元から、執着されていることは分かっていた。


けれど、やっぱり、あの夜から。

彼が私のことをちゃんと女として見ているのだと、嫌でも意識するようになってしまった。


遥風のときは、意識が朦朧としていたから、まだ良かった。

けれど今回の場合はそうではないから、気まずさが段違い。


それに京の方も、あの日を境に私に向ける視線の湿度が増した気がするし……

スキンシップは無いけれど、呼吸するみたいに甘い言葉を囁いてくるし。


一度意識してしまうと、もうダメだった。


途端に指先まで緊張が走って、自然に接するの『自然』が分からなくなる。

どきどきと心臓の音だけがやけに大きく響いて、熱い。


明らかにぎこちない動きのまま、私は視線を泳がせ、その場の荷物を雑にまとめ始めた。


「じゃ、あ、そろそろ、帰る……?」


変なところで言葉が途切れた。

我ながら、ひどく焦っている。

不意に京と目が合ってしまい、パッと反射的に逸らしてしまう。京が放つ甘ったるい雰囲気に、当てられている自覚があった。

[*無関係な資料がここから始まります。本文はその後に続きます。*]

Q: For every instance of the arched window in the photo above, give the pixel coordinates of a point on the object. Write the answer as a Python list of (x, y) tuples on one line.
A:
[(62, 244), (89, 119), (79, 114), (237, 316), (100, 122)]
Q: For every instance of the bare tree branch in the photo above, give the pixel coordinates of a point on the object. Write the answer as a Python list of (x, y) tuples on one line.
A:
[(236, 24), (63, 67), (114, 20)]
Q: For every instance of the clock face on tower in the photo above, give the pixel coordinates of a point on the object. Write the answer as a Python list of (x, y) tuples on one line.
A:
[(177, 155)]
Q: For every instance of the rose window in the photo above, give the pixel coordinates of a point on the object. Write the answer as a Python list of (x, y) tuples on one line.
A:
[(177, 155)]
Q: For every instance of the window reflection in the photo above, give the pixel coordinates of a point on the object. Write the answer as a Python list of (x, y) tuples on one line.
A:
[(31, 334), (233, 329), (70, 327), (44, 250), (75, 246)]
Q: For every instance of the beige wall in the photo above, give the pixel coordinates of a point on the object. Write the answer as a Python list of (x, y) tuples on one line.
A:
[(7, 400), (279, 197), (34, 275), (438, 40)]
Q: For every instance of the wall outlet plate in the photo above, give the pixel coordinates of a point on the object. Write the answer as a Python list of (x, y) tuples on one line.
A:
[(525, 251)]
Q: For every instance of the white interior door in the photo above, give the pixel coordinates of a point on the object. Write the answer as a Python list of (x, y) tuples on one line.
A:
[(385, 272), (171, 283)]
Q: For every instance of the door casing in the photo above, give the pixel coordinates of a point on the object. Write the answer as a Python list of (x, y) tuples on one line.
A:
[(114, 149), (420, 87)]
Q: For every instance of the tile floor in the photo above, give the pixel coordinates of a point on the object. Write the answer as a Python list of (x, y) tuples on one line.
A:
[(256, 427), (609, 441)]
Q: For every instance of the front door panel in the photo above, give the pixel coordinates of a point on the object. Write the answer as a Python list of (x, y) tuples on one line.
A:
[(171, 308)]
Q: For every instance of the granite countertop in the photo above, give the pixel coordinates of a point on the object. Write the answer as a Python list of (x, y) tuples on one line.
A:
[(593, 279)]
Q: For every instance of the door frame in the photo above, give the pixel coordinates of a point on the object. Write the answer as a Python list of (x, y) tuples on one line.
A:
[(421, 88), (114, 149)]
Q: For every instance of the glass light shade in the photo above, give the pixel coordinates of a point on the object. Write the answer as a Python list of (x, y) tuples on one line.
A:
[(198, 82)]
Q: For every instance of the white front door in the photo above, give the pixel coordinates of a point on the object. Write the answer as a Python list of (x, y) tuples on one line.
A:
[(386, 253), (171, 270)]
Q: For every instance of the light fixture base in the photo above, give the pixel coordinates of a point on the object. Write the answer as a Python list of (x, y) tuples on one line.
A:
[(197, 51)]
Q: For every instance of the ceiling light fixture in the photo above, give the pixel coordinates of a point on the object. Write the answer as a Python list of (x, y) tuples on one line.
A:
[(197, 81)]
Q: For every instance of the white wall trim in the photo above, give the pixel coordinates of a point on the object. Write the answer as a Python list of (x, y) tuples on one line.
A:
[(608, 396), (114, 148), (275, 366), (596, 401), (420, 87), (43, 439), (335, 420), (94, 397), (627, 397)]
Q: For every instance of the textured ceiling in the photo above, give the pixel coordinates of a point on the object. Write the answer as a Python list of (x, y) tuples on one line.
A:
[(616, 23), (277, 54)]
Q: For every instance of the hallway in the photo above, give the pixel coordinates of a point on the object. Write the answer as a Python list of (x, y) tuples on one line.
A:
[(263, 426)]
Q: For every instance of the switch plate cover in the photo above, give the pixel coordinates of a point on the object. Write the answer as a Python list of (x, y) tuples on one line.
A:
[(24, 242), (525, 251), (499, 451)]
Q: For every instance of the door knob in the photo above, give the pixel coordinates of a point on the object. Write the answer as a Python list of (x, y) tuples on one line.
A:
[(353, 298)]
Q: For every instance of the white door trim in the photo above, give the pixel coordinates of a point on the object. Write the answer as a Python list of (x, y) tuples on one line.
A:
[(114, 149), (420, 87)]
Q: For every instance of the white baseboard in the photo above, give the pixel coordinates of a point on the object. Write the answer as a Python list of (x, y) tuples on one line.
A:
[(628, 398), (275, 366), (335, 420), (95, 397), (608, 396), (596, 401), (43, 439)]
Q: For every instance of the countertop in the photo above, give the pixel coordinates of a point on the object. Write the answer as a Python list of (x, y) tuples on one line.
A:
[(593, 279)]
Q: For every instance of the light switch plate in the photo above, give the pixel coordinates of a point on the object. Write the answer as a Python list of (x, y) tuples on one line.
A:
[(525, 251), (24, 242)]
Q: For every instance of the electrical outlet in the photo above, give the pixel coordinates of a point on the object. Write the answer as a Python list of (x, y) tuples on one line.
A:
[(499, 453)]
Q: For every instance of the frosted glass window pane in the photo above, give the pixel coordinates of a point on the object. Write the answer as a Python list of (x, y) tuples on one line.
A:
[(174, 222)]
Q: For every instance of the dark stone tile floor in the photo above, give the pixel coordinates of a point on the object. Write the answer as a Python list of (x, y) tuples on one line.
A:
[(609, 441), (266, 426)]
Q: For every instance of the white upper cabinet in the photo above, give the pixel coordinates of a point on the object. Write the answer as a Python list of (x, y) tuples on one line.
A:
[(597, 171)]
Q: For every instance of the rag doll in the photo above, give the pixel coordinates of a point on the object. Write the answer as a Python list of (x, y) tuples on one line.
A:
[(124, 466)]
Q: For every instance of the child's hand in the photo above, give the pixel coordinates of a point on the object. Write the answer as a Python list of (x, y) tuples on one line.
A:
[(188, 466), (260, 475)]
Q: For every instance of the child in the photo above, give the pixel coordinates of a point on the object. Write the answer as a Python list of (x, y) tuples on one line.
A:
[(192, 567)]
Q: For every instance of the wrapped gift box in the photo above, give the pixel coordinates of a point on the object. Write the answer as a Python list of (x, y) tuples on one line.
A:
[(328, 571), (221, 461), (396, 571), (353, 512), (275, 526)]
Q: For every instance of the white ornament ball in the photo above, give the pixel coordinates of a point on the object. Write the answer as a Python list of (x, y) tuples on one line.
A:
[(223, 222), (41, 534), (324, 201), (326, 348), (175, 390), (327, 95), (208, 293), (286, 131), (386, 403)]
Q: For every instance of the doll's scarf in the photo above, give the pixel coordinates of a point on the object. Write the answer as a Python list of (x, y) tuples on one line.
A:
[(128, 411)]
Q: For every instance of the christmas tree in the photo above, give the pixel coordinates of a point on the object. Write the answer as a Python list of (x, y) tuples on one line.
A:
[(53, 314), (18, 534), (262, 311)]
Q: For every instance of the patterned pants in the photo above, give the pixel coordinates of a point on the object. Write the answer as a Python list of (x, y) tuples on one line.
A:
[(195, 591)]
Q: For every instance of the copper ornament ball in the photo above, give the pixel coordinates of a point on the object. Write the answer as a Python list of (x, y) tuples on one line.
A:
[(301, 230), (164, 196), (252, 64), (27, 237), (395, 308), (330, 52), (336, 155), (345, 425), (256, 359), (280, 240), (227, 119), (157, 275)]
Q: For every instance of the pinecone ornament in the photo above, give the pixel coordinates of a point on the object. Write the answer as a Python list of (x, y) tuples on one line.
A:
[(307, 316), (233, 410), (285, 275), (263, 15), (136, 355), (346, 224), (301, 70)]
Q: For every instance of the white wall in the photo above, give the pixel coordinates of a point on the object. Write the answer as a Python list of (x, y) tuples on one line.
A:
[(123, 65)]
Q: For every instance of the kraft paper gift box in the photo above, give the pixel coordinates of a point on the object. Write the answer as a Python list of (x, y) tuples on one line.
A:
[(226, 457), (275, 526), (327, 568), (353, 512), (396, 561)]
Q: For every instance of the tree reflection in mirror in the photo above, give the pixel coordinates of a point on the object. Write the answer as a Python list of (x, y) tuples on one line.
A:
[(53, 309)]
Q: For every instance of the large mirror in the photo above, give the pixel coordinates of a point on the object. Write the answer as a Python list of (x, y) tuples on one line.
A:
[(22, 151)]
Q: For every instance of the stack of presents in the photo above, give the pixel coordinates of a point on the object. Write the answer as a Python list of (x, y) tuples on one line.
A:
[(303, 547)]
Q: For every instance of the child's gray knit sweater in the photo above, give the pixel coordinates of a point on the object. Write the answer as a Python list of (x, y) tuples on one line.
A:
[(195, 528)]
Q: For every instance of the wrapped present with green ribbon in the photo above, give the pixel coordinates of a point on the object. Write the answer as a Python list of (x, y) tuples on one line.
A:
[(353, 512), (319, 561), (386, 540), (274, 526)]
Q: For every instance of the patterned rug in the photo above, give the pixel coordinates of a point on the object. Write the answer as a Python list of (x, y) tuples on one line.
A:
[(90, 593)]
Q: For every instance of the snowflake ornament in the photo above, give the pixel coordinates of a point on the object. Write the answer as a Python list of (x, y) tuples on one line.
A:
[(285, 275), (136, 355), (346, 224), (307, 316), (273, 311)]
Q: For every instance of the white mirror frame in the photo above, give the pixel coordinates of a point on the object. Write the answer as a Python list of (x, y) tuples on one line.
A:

京もそんな私の動揺を全て察しているだろうに、意外にも変に茶化してくることはなくて。

ただ、私の横顔を見つめたまま、ふっと口元を緩める。


「汗だけ拭いてこっか。冷えたら困るし」


言いながら、私の傍に置いてあった汗拭きタオルを手に取る京。


てっきりこちらに渡してくれるのだと思って手を差し出した──

のに、何故だかそれがこちらに渡ってくることはなくて。